There's no limit to demand for health care.

By Will Offensicht  |  August 28, 2007

There's a lot of talk about health insurance, the uninsured, single-payer, co-pays, and other topics related to health care, but everybody ignores the real question - how do we limit demand for health care?

If the government gave everybody free food, taxpayers would pay a lot of money, but there's a limit to how much anybody can eat.  Unfortunately, there is no limit at all to how much health care a person can want.

I have a friend who lives in a town which lets people on welfare go to the emergency room for free.  Last week, she had stomach pains, so she went to the  ER.  After a CAT scan and some tests, they concluded it was gas.  A couple days later, a trailer truck blows sand in her eye, so it's back to the ER for ointment and an eye patch.  When she goes back the next day, everything's fine.  The next day, she thinks she's having an asthma attack.  The ambulance takes her to the ER for lung scans, oxygen, and an inhaler.  The next day she goes to the ER for back pain.  As luck would have it, she sees the same doctor.  He's fed up by now so he gives her pain pills without doing any tests.
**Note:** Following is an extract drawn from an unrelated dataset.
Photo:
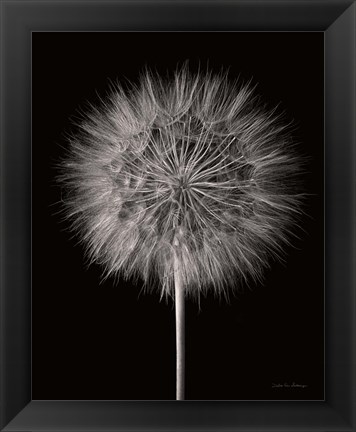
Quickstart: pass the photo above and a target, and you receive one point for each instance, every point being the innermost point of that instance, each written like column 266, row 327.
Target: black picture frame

What did all this cost?  Scans are $3,000 to $5,000 and can be a lot more.  Blood work, eye washes, ambulance rides, it all adds up.

So far, human wisdom has found two and only two ways to limit demand for health care.  In England, Canada, and a lot of other places, they limit demand by fixing the annual budget for health care.  If people want more services than the budget can handle, they wait in line.  Enough people die in line to stay within the budget.  People with money come to the US and pay for their own health care rather than wait.

The other way to limit demand is by price - if you can't pay for the operation, you can't have it.

My friend doesn't pay anything for medical care; she goes to the ER like it's her second home.  If medical care is free, how do we limit demand?

That's the only real question about health care.  Everything else is a detail.